What's a subway? We must always ask ourselves the same three questions with dream images: 1. What is the image in its functional sense, 2. What does this represent psychologically, and 3. Where is that true for me?
A public transit system is a way of getting from here to there, so it's like a conscious plan or a habit—it's our way of doing things, and it's collective, meaning everyone does it the same way. So, the subway in the dream could translate to "I do what I've always done the way everyone else does it," (which also means, "I do what some bit of the collective value system expects")... and it turns out it doesn't get him anywhere! Round and round he goes, and he can't get off. This is like the cycle of illusion that, in most Dharma traditions, imprisons us on the mundane plane. It's important to remember that sometimes the common way is fine. After all, usually the subway gets you to work. In this case, the psyche is saying something else...
The blended aspect of the transport systems is partly what clues us in to this being a psychological dream. What I mean by that is sometimes if you dream of a place, you might need to go there, but other times you are being called to look at what it represents. If an image is abstract or blended, the psyche is emphasizing the non-personal and symbolic aspects of it.
The part where he talks about losing focus of his original destination and entering a store in the strange mall is pretty direct. It's asking the dreamer: How do I get sidetracked by crap? Instead: Where is my home—both in a literal sense, but also in terms of knowing myself, of coming back to myself. As T.S. Eliot says, the end of all of our travels is to return home and know it for the first time.
In other words, the sidetracking is two things.

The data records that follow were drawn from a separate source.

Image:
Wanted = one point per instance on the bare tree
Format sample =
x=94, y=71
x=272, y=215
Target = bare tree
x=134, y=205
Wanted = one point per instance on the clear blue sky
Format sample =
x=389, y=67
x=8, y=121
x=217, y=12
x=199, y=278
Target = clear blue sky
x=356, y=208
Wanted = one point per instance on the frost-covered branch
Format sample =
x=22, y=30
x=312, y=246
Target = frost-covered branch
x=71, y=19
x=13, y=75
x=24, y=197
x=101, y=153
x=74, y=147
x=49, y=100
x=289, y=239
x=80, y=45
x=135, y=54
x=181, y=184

One, it's trying to undermine the conscious desire (reaching a destination) in order to leave room for a new way of being and deciding. We almost always overvalue our conscious desires and tend to think we can control how we're built... but it's like controlling how tall you are—nope!
Two, he's going to have to get sidetracked from his current behavior to find both his literal, outer home (more important for some than others—some people are totally 'at home' when they are 'on the road') and, critically, the feeling of at-home-ness.
He wants to try on a Halloween mask, and masks are what Jung calls the persona. We wear a version of ourselves in all sorts of different places. There's no problem there, but there are two pitfalls: One is when the mask is so far from ourselves that it causes psychic pain from its fraudulence, and the other is when we believe that the mask is actually who we are. This is a common problem among public figures of any kind.
When he describes his dream as psychological glitch, it sounds like The Matrix—the brilliance of which was to point out the virtual nature of human perception and communication. If we can understand that reality has many aspects, we can begin to take responsibility for our role in our own lives. There's a fine line between using technology as a tool that enhances our humanity and having it become the driver of our needs and wants. The latter way leads, of course, to suffering.
He gets his dream pretty well, though maybe not in all details or in terms of the importance of it (both to be expected). That means the dreamer has the capacity to both gain more insight into the situation and to do something about it. He's close! The question is always: how important is it to do what needs to be done before it happens to us? As Jung says, "Until you make the unconscious conscious, it will direct your life and you will call it fate."